Led by Ting Fu, assistant professor at the UW-Madison School of Pharmacy, researchers discovered a previously unknown function of a protein essential for intestinal health and involved in the development of colitis, a serious and serious form of colitis. chronic IBD. A debilitating disease in itself, colitis is also linked to an increased risk of colorectal cancer. The team’s findings suggest that the protein is a promising target for future treatments against colitis.

The protein is called farnesoid X receptor, or FXR. It helps control the production of bile acids that digest fats. Working in tandem, FXR and bile acids play several essential roles in maintaining a healthy gut. Together, they help balance gut bacteria, promote a healthy gut lining, and influence immune cells called macrophages that patrol the digestive system and fend off pathogens that sneak into the foods we eat.

“This balance can be disrupted when FXR is not functioning properly,” says Xingchen Dong, a postdoctoral researcher in Fu’s lab and lead author of the study.

Dong, Fu and their colleagues studied mice with chronic gastrointestinal inflammation leading to the growth of tumors in their colons. This mimics the effects of colitis-associated colon cancer in humans. They found that FXR didn’t work properly in these mice, disrupting the signals the protein sends to handle bile acids.

At the same time, they noted changes in the chemistry of bile acids in the animals’ gastrointestinal tracts. These changes affected both “host” bile acids, produced by the mice themselves, and microbial bile acids, which are the product of gut microbes metabolizing host bile acids.

In a cascade of negative effects, the change in bile acids caused changes in the behavior of intestinal macrophages, leading to a significant increase in certain proteins called cytokines that promote inflammation. This observation provided compelling new evidence on how FXR dysfunction alters the behavior of intestinal macrophages, triggering the catastrophic loop of inflammation that can cause colitis and eventually lead to aggressive cancers.

From a scientific perspective, “it is exciting to see that intestinal macrophages have the ability to sense both host bile acids and microbial bile acids and exhibit diverse responses to various bile acids, which that causes changes in their condition or activity,” Fu explains.

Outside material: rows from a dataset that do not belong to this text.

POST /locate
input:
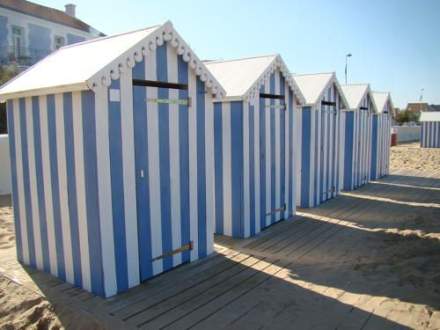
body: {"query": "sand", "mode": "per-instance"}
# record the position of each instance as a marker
(405, 250)
(412, 157)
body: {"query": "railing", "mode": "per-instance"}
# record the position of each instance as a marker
(25, 56)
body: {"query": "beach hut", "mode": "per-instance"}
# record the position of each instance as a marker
(112, 164)
(253, 143)
(319, 139)
(430, 132)
(381, 135)
(357, 121)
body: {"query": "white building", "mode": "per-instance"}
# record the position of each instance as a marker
(29, 32)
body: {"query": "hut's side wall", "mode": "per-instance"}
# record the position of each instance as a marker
(254, 161)
(321, 146)
(358, 132)
(381, 142)
(108, 185)
(430, 135)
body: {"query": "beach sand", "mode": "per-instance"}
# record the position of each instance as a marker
(407, 248)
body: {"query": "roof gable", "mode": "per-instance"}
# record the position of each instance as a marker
(313, 86)
(355, 94)
(96, 62)
(380, 100)
(242, 78)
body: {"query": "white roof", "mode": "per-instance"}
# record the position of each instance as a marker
(430, 116)
(380, 100)
(87, 64)
(242, 78)
(355, 94)
(314, 85)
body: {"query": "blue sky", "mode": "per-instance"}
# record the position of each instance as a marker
(395, 43)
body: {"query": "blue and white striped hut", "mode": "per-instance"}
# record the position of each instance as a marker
(112, 161)
(319, 139)
(357, 135)
(430, 132)
(254, 150)
(381, 135)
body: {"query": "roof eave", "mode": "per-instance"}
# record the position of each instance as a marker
(44, 91)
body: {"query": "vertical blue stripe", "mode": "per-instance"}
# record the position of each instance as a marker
(374, 148)
(201, 172)
(117, 187)
(26, 182)
(53, 155)
(142, 181)
(348, 159)
(291, 109)
(306, 136)
(237, 168)
(262, 161)
(182, 72)
(252, 197)
(272, 151)
(40, 182)
(15, 199)
(164, 157)
(218, 154)
(283, 145)
(91, 191)
(71, 187)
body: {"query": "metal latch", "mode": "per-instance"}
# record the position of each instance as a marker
(186, 247)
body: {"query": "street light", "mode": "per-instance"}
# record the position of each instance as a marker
(346, 66)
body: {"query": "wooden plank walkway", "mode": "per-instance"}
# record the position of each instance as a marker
(361, 261)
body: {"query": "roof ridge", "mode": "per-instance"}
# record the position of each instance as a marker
(89, 41)
(313, 74)
(238, 59)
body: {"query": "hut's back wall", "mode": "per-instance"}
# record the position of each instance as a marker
(115, 186)
(430, 135)
(254, 153)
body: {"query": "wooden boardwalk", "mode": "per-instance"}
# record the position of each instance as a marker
(361, 261)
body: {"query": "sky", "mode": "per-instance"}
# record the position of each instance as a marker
(395, 44)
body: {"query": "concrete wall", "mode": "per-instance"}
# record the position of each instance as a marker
(5, 166)
(407, 133)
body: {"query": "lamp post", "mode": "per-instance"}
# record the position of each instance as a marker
(346, 66)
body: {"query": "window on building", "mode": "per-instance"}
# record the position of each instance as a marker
(17, 41)
(59, 42)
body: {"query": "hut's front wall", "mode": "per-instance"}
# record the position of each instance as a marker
(357, 153)
(115, 186)
(254, 161)
(320, 141)
(430, 135)
(381, 143)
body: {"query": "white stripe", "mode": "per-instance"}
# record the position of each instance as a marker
(20, 183)
(174, 156)
(227, 168)
(193, 201)
(80, 189)
(47, 178)
(277, 113)
(257, 157)
(62, 172)
(267, 157)
(246, 199)
(33, 184)
(154, 166)
(287, 160)
(131, 230)
(104, 189)
(210, 173)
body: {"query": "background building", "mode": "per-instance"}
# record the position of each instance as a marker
(29, 32)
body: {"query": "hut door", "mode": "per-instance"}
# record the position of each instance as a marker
(162, 171)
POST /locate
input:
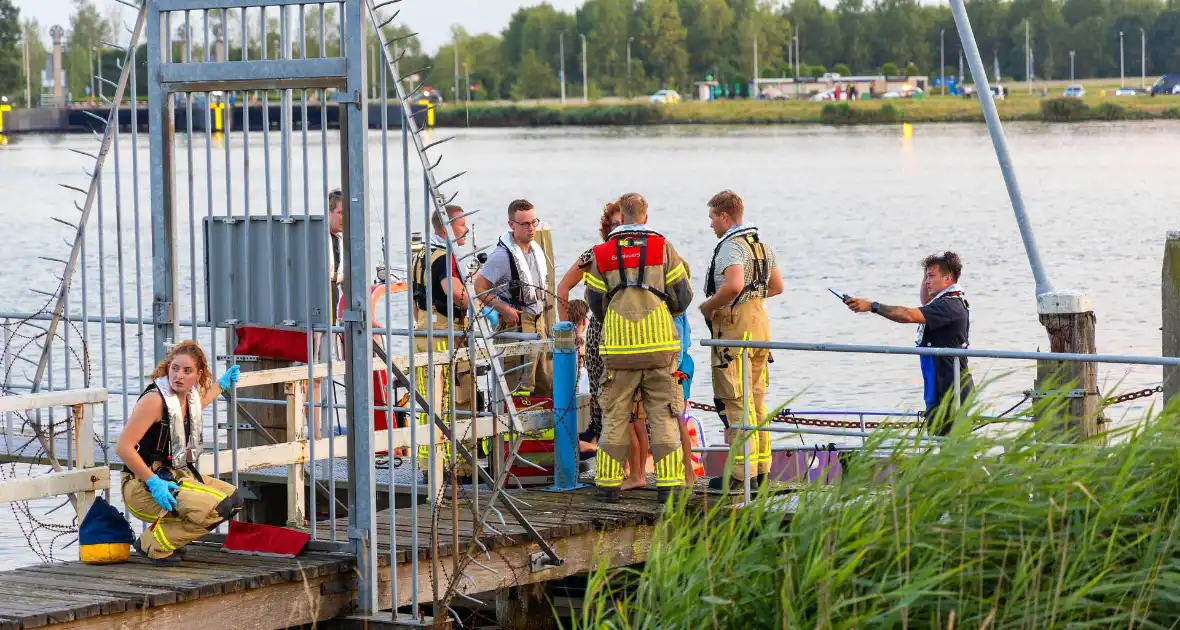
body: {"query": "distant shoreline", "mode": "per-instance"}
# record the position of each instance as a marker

A promising treatment against colitis and associated cancers

FXR dysfunction is implicated in a number of gastrointestinal diseases, and Fu’s team studied whether existing drugs aimed at activating FXR, called FXR agonists, could prove effective treatments for colitis and associated colon cancers.

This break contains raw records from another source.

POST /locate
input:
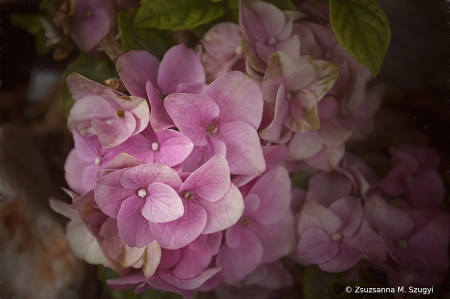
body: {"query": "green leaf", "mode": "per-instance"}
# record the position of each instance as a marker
(154, 41)
(104, 274)
(283, 4)
(94, 69)
(177, 14)
(362, 29)
(30, 23)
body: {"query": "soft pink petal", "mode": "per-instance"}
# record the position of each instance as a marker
(162, 204)
(244, 153)
(133, 227)
(179, 65)
(180, 232)
(135, 69)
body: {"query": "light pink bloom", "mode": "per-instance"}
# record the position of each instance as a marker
(112, 116)
(295, 85)
(265, 231)
(222, 120)
(222, 48)
(335, 238)
(91, 22)
(180, 71)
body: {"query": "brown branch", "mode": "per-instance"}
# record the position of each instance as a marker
(111, 47)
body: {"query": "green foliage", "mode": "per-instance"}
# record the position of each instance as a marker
(95, 69)
(104, 274)
(362, 29)
(32, 24)
(283, 4)
(177, 14)
(321, 284)
(154, 41)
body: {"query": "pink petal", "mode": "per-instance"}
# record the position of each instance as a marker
(274, 190)
(179, 65)
(133, 227)
(223, 213)
(192, 114)
(240, 261)
(239, 98)
(162, 204)
(244, 153)
(109, 194)
(178, 233)
(209, 182)
(135, 69)
(159, 118)
(143, 175)
(316, 247)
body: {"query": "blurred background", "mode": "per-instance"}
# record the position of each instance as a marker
(35, 259)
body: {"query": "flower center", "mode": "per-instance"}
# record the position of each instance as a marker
(271, 41)
(211, 129)
(98, 161)
(155, 146)
(120, 114)
(239, 50)
(402, 244)
(142, 193)
(245, 222)
(336, 237)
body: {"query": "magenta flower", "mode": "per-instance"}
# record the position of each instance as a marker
(264, 233)
(295, 86)
(335, 238)
(91, 22)
(180, 71)
(112, 116)
(211, 204)
(416, 240)
(167, 147)
(415, 175)
(222, 48)
(322, 149)
(222, 120)
(138, 194)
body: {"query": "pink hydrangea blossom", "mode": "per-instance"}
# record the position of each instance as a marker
(222, 120)
(335, 238)
(179, 71)
(111, 115)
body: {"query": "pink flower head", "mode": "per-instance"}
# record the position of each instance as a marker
(138, 194)
(112, 116)
(416, 240)
(91, 22)
(295, 85)
(180, 71)
(222, 120)
(84, 161)
(335, 238)
(414, 174)
(211, 204)
(322, 149)
(223, 50)
(167, 147)
(266, 30)
(264, 233)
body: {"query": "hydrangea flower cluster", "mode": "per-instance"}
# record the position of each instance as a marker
(183, 184)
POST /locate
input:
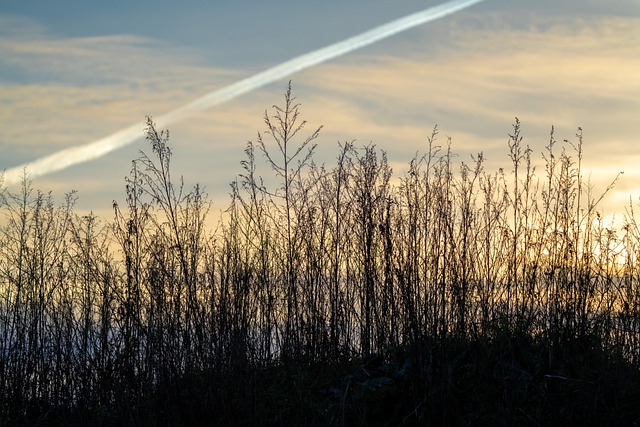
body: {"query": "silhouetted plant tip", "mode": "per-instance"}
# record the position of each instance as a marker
(327, 294)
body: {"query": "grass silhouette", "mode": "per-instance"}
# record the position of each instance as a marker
(332, 297)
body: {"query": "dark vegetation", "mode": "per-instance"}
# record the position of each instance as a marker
(337, 296)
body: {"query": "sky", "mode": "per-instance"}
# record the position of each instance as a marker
(72, 72)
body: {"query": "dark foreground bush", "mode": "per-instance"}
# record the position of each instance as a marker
(325, 295)
(504, 381)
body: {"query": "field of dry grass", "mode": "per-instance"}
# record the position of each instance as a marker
(333, 297)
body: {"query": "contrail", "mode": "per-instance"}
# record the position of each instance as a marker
(83, 153)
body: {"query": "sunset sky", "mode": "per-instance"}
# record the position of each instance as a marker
(72, 72)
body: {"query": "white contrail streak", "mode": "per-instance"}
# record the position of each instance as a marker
(83, 153)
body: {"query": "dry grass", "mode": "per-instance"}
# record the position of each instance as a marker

Mice treated with one of two FXR agonists (fexaramine D or FDA-approved obeticholic acid) saw a marked improvement in FXR function, with a stream of other positive effects including rebalancing of bile acids, improved macrophage function and reduced intestinal inflammation.

Colorectal tumors in the treated mice were also “profoundly reduced” in number and size, according to Fu. The median survival time of mice with colitis-associated cancer was twice as long in animals treated with these compounds compared to those that received no treatment.

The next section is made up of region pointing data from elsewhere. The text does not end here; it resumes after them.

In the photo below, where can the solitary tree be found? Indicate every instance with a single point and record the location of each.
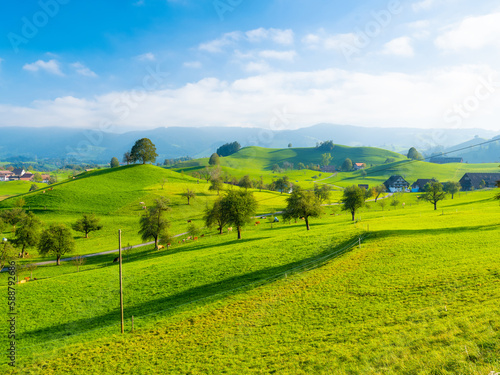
(216, 184)
(325, 159)
(452, 187)
(322, 192)
(214, 159)
(189, 194)
(347, 165)
(282, 183)
(153, 224)
(353, 199)
(144, 150)
(245, 182)
(433, 193)
(56, 240)
(127, 158)
(216, 216)
(7, 253)
(114, 163)
(240, 206)
(28, 233)
(88, 223)
(378, 190)
(413, 154)
(302, 204)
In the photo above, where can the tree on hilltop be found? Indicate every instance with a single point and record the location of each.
(144, 151)
(353, 199)
(433, 193)
(57, 240)
(88, 223)
(302, 204)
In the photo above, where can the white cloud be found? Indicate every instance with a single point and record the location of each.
(422, 5)
(51, 66)
(83, 70)
(282, 37)
(217, 45)
(278, 55)
(192, 64)
(330, 95)
(472, 33)
(146, 57)
(399, 47)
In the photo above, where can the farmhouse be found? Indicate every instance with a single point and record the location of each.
(472, 181)
(419, 185)
(396, 183)
(358, 166)
(445, 160)
(5, 175)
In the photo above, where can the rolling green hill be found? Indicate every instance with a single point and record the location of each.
(419, 296)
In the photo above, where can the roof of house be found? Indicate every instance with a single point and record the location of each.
(393, 179)
(476, 178)
(421, 182)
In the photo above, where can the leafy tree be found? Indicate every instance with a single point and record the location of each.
(78, 261)
(347, 165)
(353, 199)
(228, 149)
(153, 224)
(240, 206)
(37, 177)
(216, 216)
(452, 187)
(413, 154)
(302, 203)
(88, 223)
(114, 163)
(56, 240)
(325, 146)
(216, 184)
(127, 158)
(7, 253)
(245, 182)
(143, 150)
(189, 194)
(214, 159)
(322, 192)
(28, 233)
(282, 183)
(325, 159)
(378, 190)
(433, 193)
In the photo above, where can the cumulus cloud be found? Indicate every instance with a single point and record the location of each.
(51, 66)
(330, 95)
(83, 70)
(472, 33)
(399, 47)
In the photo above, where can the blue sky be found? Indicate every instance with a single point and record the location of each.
(141, 64)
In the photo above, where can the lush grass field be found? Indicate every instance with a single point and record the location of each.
(419, 297)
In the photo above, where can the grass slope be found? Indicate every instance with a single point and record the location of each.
(419, 297)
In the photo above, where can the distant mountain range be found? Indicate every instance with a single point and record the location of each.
(91, 145)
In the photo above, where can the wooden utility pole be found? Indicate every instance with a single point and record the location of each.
(121, 282)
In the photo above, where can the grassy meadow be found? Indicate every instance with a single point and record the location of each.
(419, 295)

“This study shows that FXR plays a crucial role in regulating macrophage behavior in the intestine,” explains Fu. “This could be very important for developing new treatments for cancers associated with IBD and colitis.”

Fu intends to continue exploring compounds that promote FXR function as potential treatments for colitis and related cancers, although any treatment strategies for human patients based on this research will require further exploration and confirmation. in-depth.